Re: [PATCH] Fix hashed ScalarArrayOp semantics for NULL LHS with non-strict comparators - Mailing list pgsql-hackers

From Chengpeng Yan
Subject Re: [PATCH] Fix hashed ScalarArrayOp semantics for NULL LHS with non-strict comparators
Date
Msg-id 5CDAD4B4-6DC6-4C31-8AC1-1F45EA6ED480@outlook.com
Whole thread
In response to Re: [PATCH] Fix hashed ScalarArrayOp semantics for NULL LHS with non-strict comparators  (David Rowley <dgrowleyml@gmail.com>)
List pgsql-hackers
> On Apr 20, 2026, at 11:46, David Rowley <dgrowleyml@gmail.com> wrote:
>
> Of course, it is possible to make the strict function do that, and
> non-hashed IN / NOT IN handles it, so the hashed version shouldn't
> have an excuse to not do the right thing.
>
> I've attached a version that "probes" the equality function for its
> NULL = NULL behaviour and its NULL = non-NULL behaviour and returns
> whatever the result of the probe was at the appropriate time.
>
> What I came up with does feel quite elaborate, so I'd quite like a 2nd opinion.
>
> The patch does assume that the non-strict function will return the
> same thing for NULL = non-NULL as it will for non-NULL = NULL.
> Technically, if you coded the function to do something different
> there, the hashed vs non-hashed could differ in their result. My
> thoughts there, if someone is expecting anything sane out of such an
> equality function, then they're probably going to be disappointed due
> to various other optimisations we have.

Hi,

Thanks for the discussion.

I agree with Tom's concern that it does not seem safe to generalize from
NULL = first-non-NULL to all non-NULL values.
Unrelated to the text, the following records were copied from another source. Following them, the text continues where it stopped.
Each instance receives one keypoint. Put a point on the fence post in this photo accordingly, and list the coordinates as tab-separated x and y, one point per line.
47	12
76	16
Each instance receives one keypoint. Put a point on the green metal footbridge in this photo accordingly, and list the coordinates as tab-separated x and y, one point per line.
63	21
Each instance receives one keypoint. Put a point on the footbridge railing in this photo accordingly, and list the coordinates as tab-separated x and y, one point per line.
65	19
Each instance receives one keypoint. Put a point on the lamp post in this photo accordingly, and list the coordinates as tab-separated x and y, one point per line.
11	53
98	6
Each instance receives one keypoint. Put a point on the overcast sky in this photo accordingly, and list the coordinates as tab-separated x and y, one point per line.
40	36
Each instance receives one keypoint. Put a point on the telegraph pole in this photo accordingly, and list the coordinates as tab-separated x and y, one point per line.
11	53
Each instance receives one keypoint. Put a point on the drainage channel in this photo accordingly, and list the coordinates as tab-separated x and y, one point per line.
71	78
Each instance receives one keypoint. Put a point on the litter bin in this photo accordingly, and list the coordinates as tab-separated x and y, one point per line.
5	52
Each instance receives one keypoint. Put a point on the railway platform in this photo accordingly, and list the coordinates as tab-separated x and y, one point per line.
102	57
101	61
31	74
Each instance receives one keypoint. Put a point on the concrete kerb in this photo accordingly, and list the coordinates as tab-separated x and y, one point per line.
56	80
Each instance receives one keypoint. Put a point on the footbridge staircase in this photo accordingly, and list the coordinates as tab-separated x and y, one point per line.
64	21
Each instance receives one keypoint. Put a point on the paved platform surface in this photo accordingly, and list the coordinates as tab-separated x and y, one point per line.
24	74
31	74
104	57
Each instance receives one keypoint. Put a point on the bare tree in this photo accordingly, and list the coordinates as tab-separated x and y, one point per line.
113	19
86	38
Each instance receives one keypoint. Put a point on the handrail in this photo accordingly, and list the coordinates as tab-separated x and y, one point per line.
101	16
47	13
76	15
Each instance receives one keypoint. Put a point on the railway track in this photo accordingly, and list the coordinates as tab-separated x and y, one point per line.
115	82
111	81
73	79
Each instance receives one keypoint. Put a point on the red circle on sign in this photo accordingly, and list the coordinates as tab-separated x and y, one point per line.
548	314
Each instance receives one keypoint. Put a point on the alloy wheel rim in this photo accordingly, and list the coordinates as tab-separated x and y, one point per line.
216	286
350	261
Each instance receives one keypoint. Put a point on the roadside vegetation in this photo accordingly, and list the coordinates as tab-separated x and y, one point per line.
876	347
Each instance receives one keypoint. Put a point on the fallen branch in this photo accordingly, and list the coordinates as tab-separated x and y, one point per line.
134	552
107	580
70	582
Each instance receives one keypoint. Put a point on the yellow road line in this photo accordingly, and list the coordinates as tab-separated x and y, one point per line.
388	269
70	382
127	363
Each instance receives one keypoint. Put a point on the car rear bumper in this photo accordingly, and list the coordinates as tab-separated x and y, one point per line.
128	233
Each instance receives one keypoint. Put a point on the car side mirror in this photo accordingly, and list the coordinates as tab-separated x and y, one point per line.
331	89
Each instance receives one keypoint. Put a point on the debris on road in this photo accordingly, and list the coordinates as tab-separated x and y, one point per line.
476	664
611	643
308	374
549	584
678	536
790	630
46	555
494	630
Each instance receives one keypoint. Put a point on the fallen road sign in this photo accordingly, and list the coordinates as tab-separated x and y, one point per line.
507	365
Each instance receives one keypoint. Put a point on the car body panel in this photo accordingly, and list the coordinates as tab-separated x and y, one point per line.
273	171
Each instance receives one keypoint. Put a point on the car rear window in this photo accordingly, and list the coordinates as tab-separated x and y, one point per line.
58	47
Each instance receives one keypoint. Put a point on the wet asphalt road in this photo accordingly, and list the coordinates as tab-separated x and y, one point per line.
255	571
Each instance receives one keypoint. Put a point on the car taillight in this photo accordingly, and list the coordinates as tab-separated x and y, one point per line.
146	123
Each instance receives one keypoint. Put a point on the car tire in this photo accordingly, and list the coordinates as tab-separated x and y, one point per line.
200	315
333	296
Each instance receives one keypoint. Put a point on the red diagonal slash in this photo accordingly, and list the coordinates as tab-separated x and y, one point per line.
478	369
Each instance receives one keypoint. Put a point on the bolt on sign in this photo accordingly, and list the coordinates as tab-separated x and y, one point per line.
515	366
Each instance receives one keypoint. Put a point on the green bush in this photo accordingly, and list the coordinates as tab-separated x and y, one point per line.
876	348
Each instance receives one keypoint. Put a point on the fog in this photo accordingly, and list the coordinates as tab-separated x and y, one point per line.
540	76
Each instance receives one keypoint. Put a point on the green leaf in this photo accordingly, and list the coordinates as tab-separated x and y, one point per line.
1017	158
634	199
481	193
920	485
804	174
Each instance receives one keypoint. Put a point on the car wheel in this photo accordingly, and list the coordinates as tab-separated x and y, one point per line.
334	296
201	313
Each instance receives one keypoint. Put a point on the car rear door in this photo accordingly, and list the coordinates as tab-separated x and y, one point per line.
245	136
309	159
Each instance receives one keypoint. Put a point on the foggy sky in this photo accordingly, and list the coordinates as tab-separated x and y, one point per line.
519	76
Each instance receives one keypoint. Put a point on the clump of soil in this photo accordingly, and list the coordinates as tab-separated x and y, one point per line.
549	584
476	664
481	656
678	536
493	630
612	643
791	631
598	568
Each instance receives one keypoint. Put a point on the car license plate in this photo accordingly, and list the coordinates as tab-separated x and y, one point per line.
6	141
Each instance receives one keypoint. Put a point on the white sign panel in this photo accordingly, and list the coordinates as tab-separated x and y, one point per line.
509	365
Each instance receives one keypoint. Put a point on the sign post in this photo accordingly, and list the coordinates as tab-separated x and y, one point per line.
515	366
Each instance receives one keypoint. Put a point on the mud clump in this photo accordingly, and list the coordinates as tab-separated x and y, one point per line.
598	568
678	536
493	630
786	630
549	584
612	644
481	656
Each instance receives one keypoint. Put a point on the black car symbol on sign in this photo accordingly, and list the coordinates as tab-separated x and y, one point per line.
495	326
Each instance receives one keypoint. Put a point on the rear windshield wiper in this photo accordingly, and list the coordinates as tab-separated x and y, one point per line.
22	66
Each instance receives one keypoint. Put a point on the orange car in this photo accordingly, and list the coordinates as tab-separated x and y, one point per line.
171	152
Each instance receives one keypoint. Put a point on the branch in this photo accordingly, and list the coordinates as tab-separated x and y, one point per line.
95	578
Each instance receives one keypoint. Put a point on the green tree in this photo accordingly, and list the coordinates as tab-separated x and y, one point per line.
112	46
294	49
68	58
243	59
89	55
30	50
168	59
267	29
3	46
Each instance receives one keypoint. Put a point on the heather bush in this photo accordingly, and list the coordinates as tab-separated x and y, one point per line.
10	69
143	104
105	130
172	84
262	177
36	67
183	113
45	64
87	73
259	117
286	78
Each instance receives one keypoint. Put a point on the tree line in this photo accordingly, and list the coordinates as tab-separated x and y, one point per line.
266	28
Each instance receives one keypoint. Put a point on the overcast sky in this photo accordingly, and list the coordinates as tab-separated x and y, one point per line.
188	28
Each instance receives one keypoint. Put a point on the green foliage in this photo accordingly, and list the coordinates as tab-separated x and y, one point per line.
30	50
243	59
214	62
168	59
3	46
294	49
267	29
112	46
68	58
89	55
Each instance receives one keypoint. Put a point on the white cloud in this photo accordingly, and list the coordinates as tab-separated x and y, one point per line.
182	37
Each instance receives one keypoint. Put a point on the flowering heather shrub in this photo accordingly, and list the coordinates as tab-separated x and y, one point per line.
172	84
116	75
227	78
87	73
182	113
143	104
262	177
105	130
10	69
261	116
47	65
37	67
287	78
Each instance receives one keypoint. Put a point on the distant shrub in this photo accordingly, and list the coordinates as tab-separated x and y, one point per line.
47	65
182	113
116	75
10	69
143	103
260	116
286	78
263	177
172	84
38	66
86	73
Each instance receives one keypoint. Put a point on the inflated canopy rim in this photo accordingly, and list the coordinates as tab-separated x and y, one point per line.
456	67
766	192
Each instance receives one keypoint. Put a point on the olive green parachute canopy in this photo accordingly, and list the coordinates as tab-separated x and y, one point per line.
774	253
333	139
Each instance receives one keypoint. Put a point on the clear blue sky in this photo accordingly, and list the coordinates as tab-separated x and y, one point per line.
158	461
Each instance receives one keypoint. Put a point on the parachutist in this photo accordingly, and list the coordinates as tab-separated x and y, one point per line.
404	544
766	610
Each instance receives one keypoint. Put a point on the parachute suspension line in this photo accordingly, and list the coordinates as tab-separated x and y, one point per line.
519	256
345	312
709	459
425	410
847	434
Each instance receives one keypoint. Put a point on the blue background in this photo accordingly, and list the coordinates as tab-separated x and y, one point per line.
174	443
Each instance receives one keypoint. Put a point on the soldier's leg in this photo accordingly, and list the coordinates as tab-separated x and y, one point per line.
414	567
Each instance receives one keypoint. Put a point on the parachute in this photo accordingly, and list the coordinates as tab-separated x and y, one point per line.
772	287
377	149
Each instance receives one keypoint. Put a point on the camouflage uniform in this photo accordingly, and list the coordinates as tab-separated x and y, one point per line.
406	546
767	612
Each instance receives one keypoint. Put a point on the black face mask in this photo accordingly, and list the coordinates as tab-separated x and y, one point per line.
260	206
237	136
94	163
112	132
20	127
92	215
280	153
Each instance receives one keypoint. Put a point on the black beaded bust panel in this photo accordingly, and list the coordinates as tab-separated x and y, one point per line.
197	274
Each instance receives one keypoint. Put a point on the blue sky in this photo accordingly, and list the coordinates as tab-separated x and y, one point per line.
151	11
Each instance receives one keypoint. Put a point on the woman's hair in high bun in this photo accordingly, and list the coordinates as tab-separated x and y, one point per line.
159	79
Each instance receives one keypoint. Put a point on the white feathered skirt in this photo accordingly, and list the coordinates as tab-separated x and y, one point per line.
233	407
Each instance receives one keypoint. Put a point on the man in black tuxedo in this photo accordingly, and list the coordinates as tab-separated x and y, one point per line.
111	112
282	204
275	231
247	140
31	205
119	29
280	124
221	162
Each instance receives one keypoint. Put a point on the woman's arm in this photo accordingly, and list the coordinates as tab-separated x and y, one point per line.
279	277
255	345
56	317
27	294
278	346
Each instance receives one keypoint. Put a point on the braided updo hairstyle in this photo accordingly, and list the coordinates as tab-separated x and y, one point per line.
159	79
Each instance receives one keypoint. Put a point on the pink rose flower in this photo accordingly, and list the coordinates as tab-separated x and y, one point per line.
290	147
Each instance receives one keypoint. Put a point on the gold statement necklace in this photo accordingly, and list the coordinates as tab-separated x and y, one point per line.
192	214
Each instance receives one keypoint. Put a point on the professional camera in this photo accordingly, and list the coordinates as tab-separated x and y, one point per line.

Unless I am missing one, I
do not know of a planner/executor-visible contract that would justify
that assumption.

For the original NULL-LHS bug, a linear fallback still seems like the
safest baseline fix to me. It is conservative, but it matches
ExecEvalScalarArrayOp() without adding extra assumptions. The obvious
downside is performance, although this path only triggers when the
runtime LHS is NULL and the comparator is non-strict. It may also be
possible to cache the NULL-LHS outcome once per expression, since the
RHS array is constant in the hashed SAOP case, which might help reduce
the cost of that fallback.

ChangAo's example also seems to expose a separate correctness issue. If
the comparator can return NULL even for non-NULL inputs, then a lookup
hit seems sufficient, but a miss is no longer enough to distinguish
FALSE for IN / TRUE for NOT IN from NULL.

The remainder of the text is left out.